An industry-led initiative backed by major advertising associations and Springboards is launching the world's first benchmark to evaluate large language models (LLMs) for creativity within advertising.
The benchmark, involving organisations such as ACA, 4A's, APG, D&AD, IAA, IPA and The One Club for Creativity, is designed to identify which LLMs provide the most valuable support for creative inspiration, ideation, variation and problem-solving throughout the advertising process.
The new project arises amid growing adoption of AI tools by strategists and creatives, and addresses a recognised need for industry-specific metrics around creative performance. The initiative sets out to distinguish the models that offer not just accurate or logical responses, but genuine creative contribution—a point emphasised by several stakeholders involved in the project.
"Existing AI benchmarks test logic, accuracy, and comprehension," said Pip Bingemann, CEO and Co-founder at Springboards. "But advertising isn't about right answers, it's about originality, insight, and impact. This will be the first benchmark designed around the real creative instincts we value in agencies and brands so that people in creative industries can understand what models are good for the work they do."
The benchmark is the result of collaboration between a technical and research team, including specialist PhDs in machine learning, AI engineers, and former Google researchers. The group has sought to combine quantitative data analysis with qualitative human judgement, to reflect the nuanced and subjective nature of creativity in commercial communications.
Creative instincts at the core
Unlike traditional AI assessments which focus on accuracy and correctness, the new evaluation centres on criteria directly relevant to creative output. This includes human judgement of idea quality, the degree of creativity shown (both in insight and more unconventional 'wild' ideas), the variance or originality of output, and problem-solving abilities that test thinking beyond conventional confines. The results of LLMs are compared both by human judges and through AI, to assess how closely model outputs align with genuine human taste.

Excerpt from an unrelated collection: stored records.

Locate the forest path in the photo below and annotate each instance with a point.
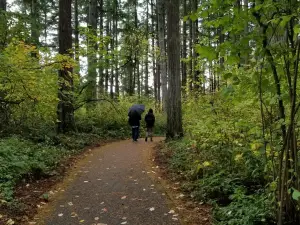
(112, 185)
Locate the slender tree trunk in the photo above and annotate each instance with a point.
(174, 112)
(92, 50)
(107, 32)
(196, 75)
(3, 24)
(117, 85)
(153, 36)
(65, 110)
(184, 47)
(147, 51)
(3, 5)
(35, 34)
(101, 57)
(76, 31)
(158, 70)
(190, 69)
(162, 47)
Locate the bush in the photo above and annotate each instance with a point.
(223, 160)
(19, 158)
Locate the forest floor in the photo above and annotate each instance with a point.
(120, 183)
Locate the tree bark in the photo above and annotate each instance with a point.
(174, 112)
(92, 49)
(65, 109)
(100, 68)
(76, 31)
(162, 47)
(184, 47)
(147, 51)
(3, 24)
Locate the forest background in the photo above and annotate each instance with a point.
(221, 73)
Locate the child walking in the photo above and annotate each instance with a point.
(150, 120)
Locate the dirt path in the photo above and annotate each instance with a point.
(112, 185)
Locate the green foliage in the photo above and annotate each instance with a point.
(24, 159)
(223, 158)
(246, 210)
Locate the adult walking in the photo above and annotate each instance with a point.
(150, 120)
(134, 115)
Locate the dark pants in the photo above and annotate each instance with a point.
(135, 133)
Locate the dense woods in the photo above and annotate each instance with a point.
(222, 77)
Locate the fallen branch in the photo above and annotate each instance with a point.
(95, 100)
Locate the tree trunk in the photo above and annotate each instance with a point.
(117, 86)
(174, 112)
(162, 47)
(3, 24)
(100, 68)
(190, 69)
(147, 51)
(184, 47)
(35, 33)
(65, 110)
(92, 48)
(76, 31)
(107, 33)
(196, 74)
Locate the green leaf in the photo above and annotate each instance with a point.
(206, 52)
(296, 194)
(193, 16)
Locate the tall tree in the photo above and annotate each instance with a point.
(184, 46)
(76, 30)
(162, 49)
(65, 109)
(3, 23)
(3, 5)
(174, 112)
(147, 51)
(116, 33)
(92, 49)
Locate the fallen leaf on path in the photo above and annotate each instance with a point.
(171, 211)
(73, 214)
(10, 222)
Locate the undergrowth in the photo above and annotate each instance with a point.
(222, 161)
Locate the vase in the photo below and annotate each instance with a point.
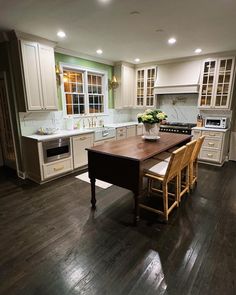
(151, 131)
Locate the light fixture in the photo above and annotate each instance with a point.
(113, 83)
(99, 51)
(172, 41)
(61, 34)
(198, 50)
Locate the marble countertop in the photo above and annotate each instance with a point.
(59, 133)
(125, 124)
(210, 129)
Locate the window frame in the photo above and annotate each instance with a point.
(85, 71)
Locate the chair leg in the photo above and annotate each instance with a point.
(165, 200)
(177, 192)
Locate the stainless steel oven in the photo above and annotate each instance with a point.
(56, 149)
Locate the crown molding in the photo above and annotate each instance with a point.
(81, 55)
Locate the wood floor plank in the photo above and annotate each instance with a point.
(52, 243)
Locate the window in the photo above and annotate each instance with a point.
(84, 91)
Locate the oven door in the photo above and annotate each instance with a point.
(56, 149)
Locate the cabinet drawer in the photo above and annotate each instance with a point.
(215, 134)
(212, 143)
(210, 155)
(56, 168)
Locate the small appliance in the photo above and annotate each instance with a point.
(216, 122)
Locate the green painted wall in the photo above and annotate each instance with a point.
(76, 61)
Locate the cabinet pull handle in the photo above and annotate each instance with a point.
(58, 168)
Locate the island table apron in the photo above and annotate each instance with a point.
(120, 162)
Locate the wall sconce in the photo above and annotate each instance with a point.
(113, 83)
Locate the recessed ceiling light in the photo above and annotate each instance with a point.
(198, 50)
(159, 30)
(99, 51)
(61, 34)
(172, 41)
(134, 12)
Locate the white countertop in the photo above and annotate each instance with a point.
(210, 129)
(58, 134)
(125, 124)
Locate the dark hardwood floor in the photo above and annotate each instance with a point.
(51, 242)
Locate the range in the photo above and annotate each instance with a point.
(176, 127)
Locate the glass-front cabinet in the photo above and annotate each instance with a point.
(216, 83)
(145, 79)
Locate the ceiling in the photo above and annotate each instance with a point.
(108, 24)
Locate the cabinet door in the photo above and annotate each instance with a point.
(224, 83)
(127, 81)
(31, 69)
(80, 143)
(207, 84)
(150, 80)
(130, 131)
(140, 87)
(48, 77)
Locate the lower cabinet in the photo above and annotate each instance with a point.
(80, 143)
(56, 168)
(130, 131)
(215, 146)
(139, 129)
(104, 141)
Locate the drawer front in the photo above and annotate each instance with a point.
(212, 143)
(210, 155)
(213, 134)
(120, 136)
(56, 168)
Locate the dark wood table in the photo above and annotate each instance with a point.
(119, 162)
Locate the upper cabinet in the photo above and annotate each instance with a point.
(124, 94)
(145, 79)
(39, 76)
(216, 83)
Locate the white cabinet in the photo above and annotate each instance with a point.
(80, 143)
(130, 131)
(145, 79)
(216, 83)
(39, 76)
(124, 94)
(215, 146)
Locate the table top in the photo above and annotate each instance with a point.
(139, 149)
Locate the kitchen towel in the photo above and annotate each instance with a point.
(99, 183)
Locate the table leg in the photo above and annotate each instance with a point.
(93, 197)
(136, 208)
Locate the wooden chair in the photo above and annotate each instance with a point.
(184, 183)
(193, 167)
(165, 172)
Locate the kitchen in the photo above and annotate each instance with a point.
(62, 86)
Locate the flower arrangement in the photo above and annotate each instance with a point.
(151, 116)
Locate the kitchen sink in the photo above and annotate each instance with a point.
(101, 133)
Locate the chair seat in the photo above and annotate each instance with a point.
(158, 169)
(164, 156)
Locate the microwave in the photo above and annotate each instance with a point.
(216, 122)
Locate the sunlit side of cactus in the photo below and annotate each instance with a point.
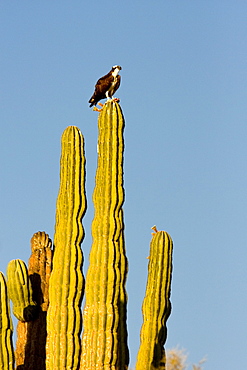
(156, 305)
(64, 319)
(104, 343)
(31, 337)
(20, 291)
(6, 329)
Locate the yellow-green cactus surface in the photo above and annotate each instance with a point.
(156, 306)
(6, 329)
(104, 342)
(64, 320)
(20, 291)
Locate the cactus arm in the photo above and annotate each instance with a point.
(31, 336)
(104, 343)
(64, 320)
(6, 329)
(20, 291)
(156, 305)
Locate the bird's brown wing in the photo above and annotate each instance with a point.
(101, 87)
(117, 84)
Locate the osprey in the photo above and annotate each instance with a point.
(106, 86)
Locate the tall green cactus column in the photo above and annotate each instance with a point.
(104, 342)
(6, 329)
(156, 306)
(66, 287)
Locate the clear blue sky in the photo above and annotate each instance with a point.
(183, 94)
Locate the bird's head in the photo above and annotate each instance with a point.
(115, 70)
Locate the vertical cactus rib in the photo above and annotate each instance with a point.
(6, 329)
(20, 291)
(64, 320)
(31, 337)
(104, 342)
(156, 306)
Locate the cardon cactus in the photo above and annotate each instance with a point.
(156, 306)
(104, 342)
(52, 340)
(31, 337)
(64, 321)
(6, 328)
(20, 291)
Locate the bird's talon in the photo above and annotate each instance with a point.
(97, 109)
(154, 228)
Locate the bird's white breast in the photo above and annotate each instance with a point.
(115, 72)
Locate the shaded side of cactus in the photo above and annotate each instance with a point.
(30, 350)
(20, 291)
(156, 305)
(6, 328)
(104, 342)
(64, 319)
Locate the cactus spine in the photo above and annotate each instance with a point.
(6, 329)
(156, 305)
(104, 343)
(64, 320)
(20, 291)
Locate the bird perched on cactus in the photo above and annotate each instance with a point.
(106, 86)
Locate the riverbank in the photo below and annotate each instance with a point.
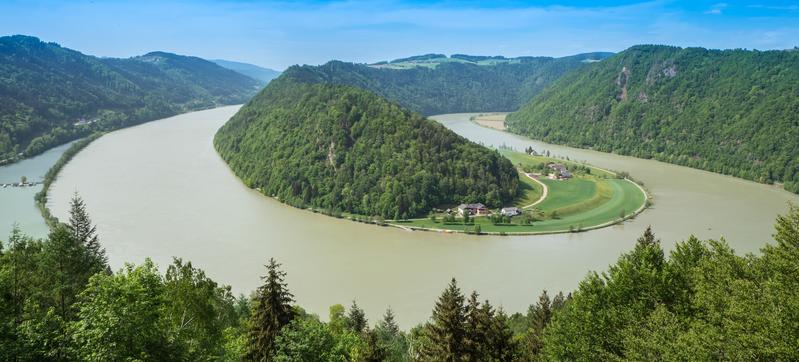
(183, 200)
(593, 198)
(41, 197)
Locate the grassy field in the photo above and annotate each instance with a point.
(588, 200)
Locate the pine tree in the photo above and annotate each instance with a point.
(446, 330)
(502, 346)
(540, 314)
(648, 238)
(85, 233)
(559, 301)
(356, 319)
(477, 327)
(374, 351)
(388, 325)
(272, 311)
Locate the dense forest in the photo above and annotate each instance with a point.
(59, 301)
(734, 112)
(453, 86)
(341, 148)
(50, 95)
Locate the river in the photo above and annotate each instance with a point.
(17, 203)
(160, 190)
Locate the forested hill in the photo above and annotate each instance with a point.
(734, 111)
(50, 94)
(264, 75)
(449, 85)
(342, 148)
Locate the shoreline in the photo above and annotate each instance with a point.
(40, 199)
(393, 223)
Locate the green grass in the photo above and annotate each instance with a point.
(529, 191)
(585, 201)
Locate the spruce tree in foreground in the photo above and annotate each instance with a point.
(85, 234)
(446, 331)
(356, 319)
(272, 311)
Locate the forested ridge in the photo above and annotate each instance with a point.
(342, 148)
(450, 87)
(734, 112)
(59, 301)
(50, 95)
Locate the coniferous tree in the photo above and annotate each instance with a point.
(356, 319)
(85, 233)
(272, 311)
(502, 346)
(446, 331)
(559, 301)
(477, 328)
(648, 238)
(388, 324)
(374, 351)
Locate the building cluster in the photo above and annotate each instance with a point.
(480, 209)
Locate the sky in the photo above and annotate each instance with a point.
(277, 34)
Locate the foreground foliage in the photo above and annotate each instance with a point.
(345, 149)
(703, 302)
(731, 111)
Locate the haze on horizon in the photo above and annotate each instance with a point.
(279, 34)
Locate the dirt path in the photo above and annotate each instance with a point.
(543, 195)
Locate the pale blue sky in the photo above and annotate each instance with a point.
(279, 34)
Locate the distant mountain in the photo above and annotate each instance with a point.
(263, 75)
(433, 60)
(733, 111)
(448, 85)
(50, 95)
(343, 148)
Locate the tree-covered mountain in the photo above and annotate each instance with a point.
(343, 148)
(449, 85)
(50, 95)
(734, 111)
(253, 71)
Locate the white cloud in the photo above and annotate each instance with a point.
(717, 9)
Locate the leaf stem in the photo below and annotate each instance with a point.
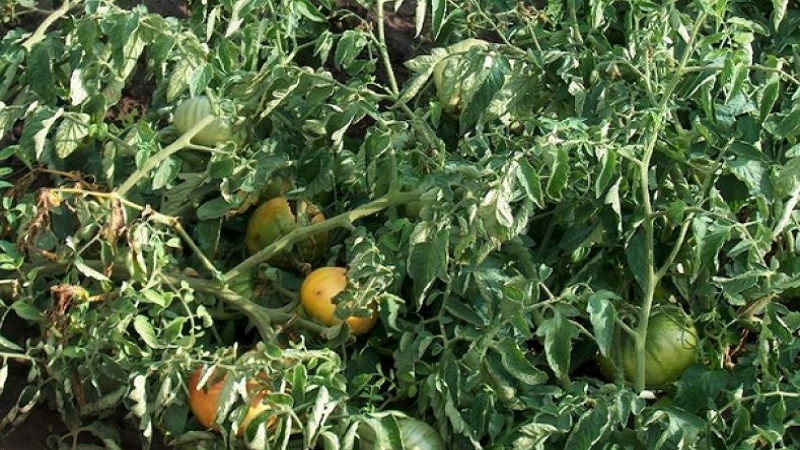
(384, 49)
(343, 220)
(156, 160)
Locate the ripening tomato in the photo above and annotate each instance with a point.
(191, 111)
(670, 348)
(278, 217)
(204, 401)
(316, 296)
(448, 87)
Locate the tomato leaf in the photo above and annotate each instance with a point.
(602, 315)
(558, 333)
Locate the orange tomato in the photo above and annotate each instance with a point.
(316, 296)
(204, 401)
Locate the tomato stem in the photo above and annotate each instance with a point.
(384, 49)
(652, 276)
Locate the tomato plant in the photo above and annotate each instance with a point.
(509, 188)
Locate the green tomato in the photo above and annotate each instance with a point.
(670, 348)
(191, 111)
(448, 87)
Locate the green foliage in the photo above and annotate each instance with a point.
(610, 157)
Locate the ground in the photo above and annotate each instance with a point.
(42, 426)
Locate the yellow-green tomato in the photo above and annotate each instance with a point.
(277, 217)
(448, 86)
(317, 293)
(191, 111)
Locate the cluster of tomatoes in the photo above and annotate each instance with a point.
(269, 222)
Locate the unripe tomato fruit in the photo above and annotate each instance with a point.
(448, 88)
(204, 401)
(191, 111)
(670, 348)
(275, 218)
(316, 296)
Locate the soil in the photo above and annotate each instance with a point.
(41, 427)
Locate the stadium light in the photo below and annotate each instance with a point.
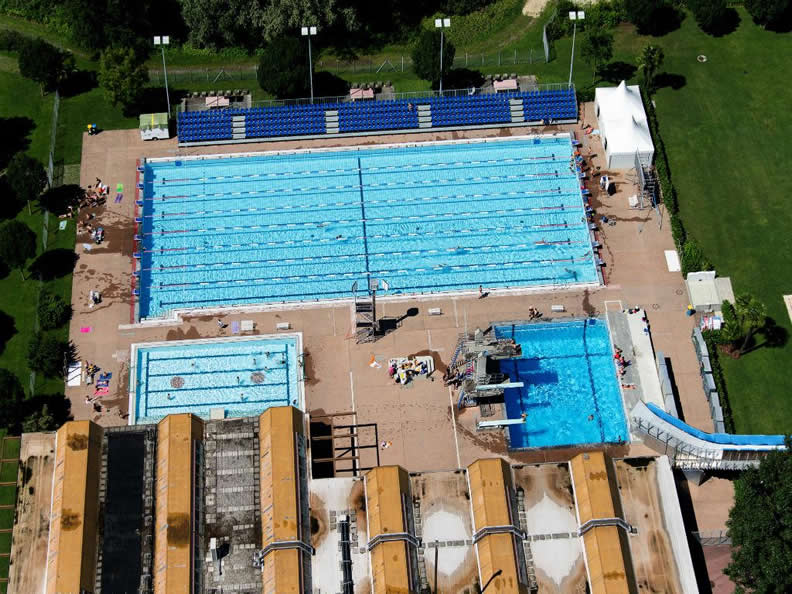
(574, 16)
(163, 41)
(441, 24)
(309, 32)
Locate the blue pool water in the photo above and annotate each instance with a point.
(244, 230)
(244, 377)
(571, 393)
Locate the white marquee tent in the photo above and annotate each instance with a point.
(623, 126)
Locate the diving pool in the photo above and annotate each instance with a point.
(571, 394)
(304, 226)
(243, 376)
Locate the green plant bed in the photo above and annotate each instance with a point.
(7, 494)
(11, 448)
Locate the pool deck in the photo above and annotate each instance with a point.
(420, 419)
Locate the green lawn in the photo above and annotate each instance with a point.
(11, 448)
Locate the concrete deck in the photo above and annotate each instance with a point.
(420, 419)
(31, 530)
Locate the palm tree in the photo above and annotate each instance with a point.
(751, 315)
(649, 62)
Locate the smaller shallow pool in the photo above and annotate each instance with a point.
(571, 394)
(243, 376)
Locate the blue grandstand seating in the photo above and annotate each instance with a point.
(372, 116)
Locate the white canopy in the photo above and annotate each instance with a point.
(623, 125)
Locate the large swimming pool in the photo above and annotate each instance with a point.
(571, 394)
(239, 376)
(304, 226)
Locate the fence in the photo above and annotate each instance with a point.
(204, 75)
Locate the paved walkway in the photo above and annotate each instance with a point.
(420, 419)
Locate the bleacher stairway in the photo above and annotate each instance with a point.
(517, 109)
(331, 121)
(424, 116)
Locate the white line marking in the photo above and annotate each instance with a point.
(453, 423)
(352, 389)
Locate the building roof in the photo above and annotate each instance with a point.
(71, 551)
(490, 481)
(386, 486)
(605, 547)
(174, 488)
(622, 120)
(280, 497)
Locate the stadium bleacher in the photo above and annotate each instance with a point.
(371, 116)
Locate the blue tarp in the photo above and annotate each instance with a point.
(719, 438)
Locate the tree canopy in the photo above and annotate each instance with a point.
(11, 394)
(760, 526)
(122, 76)
(649, 62)
(769, 13)
(283, 68)
(44, 63)
(426, 56)
(597, 48)
(17, 244)
(26, 176)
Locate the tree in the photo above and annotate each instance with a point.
(44, 63)
(760, 526)
(426, 56)
(27, 177)
(711, 15)
(122, 76)
(283, 68)
(751, 316)
(53, 311)
(11, 394)
(597, 48)
(768, 13)
(17, 245)
(40, 420)
(649, 62)
(49, 354)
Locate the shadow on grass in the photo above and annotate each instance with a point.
(667, 79)
(727, 23)
(16, 132)
(54, 264)
(7, 329)
(615, 72)
(79, 82)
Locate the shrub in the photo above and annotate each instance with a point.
(53, 311)
(693, 258)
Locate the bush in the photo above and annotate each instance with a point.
(49, 354)
(283, 68)
(53, 311)
(693, 258)
(12, 41)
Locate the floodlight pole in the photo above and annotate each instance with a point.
(442, 24)
(163, 41)
(574, 16)
(308, 32)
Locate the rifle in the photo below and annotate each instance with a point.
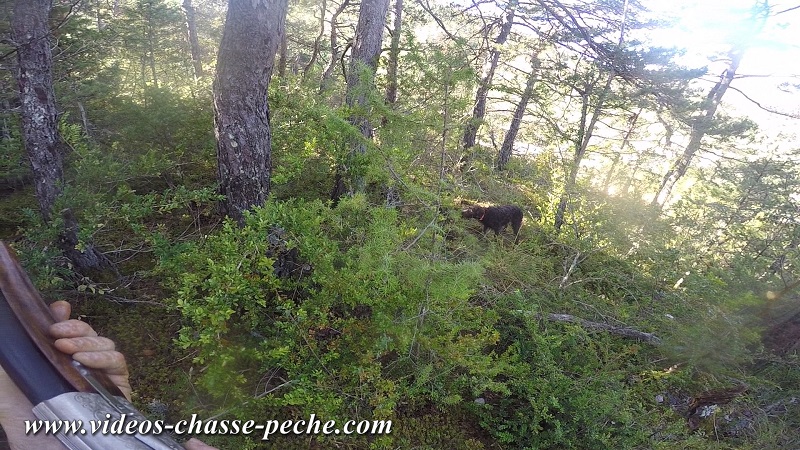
(59, 387)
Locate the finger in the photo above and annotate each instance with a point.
(85, 344)
(194, 444)
(60, 310)
(111, 362)
(71, 328)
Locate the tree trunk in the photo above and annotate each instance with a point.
(253, 30)
(699, 129)
(489, 67)
(315, 51)
(39, 121)
(328, 74)
(283, 55)
(511, 135)
(582, 144)
(618, 156)
(360, 79)
(394, 54)
(38, 104)
(151, 45)
(194, 42)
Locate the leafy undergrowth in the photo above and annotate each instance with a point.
(410, 314)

An interactive approach is also planned for the benchmarking process. Global participants will review and judge AI-generated ideas through an interface described as "Tinder for Ideas", while receiving personal feedback about their own creative preferences, as well as recommendations for LLMs best suited to their style.
Industry leaders on the benchmark
Industry executives from supporting organisations have underlined the importance of the benchmark, particularly as agencies worldwide look to integrate AI in more meaningful and effective ways within their creative workflows.
"This benchmark is an exciting moment for our industry," said Tony Hale, CEO, Advertising Council Australia. "Harnessing the potential of LLMs to complement and elevate creative thinking is critical. We're proud to help lead this industry-first initiative, one that's not just pushing boundaries, but shaping the future of creativity itself."
Tom Roach, Vice President Brand Strategy at Jellyfish/Brandtech and speaking on behalf of the APG, highlighted the current gap in resources for the creative sector:
"There's a ton of stuff about how good different LLMs are at solving maths problems, coding and logic-based tasks and tests. But that's not much use for the creative industries. We need to know which models are best at generating new and original creative ideas, but at the moment we're all flying blind on that. It's exciting to be involved in a project that can help us be more creative with this incredible new technology and help the industry as a whole make better informed decisions on the AI tech we use to drive better results for our clients."
Zoe Scaman, Founder of Bodacious, addressed the benchmarking project's potential to clarify how AI contributes to creative processes:
"We're at a crossroads in the creative industries. AI is already embedded in our workflows, shaping ideas and generating outputs, but we've had no meaningful way to assess its contribution to creativity itself. This benchmark changes that. It's not about pitting machines against humans, but about understanding which tools can genuinely elevate our thinking, unlock new directions, and push creative boundaries. If we want to harness AI not just for efficiency but for originality, we need standards rooted in real creative instincts, not just logic and grammar. That's what this initiative delivers. And that's why it's vital, especially now."
James Hurman, Founding Partner of Previously Unavailable, also commented on the value of AI for stimulating human creativity:
"The future of creativity is human – but AI's ability to stimulate human creativity is exciting. Especially when we can learn which models produce the kind of interesting, divergent, and sometimes bonkers provocations that trigger our own individual creative brains in just the right way."
Participant involvement
The study is currently open to participants, who are invited to judge the outputs from different LLMs and contribute to the development of the benchmark. The results are intended not only to inform best practice within the advertising and marketing sectors, but also to provide practical insights for individuals seeking to enhance creative output using AI tools.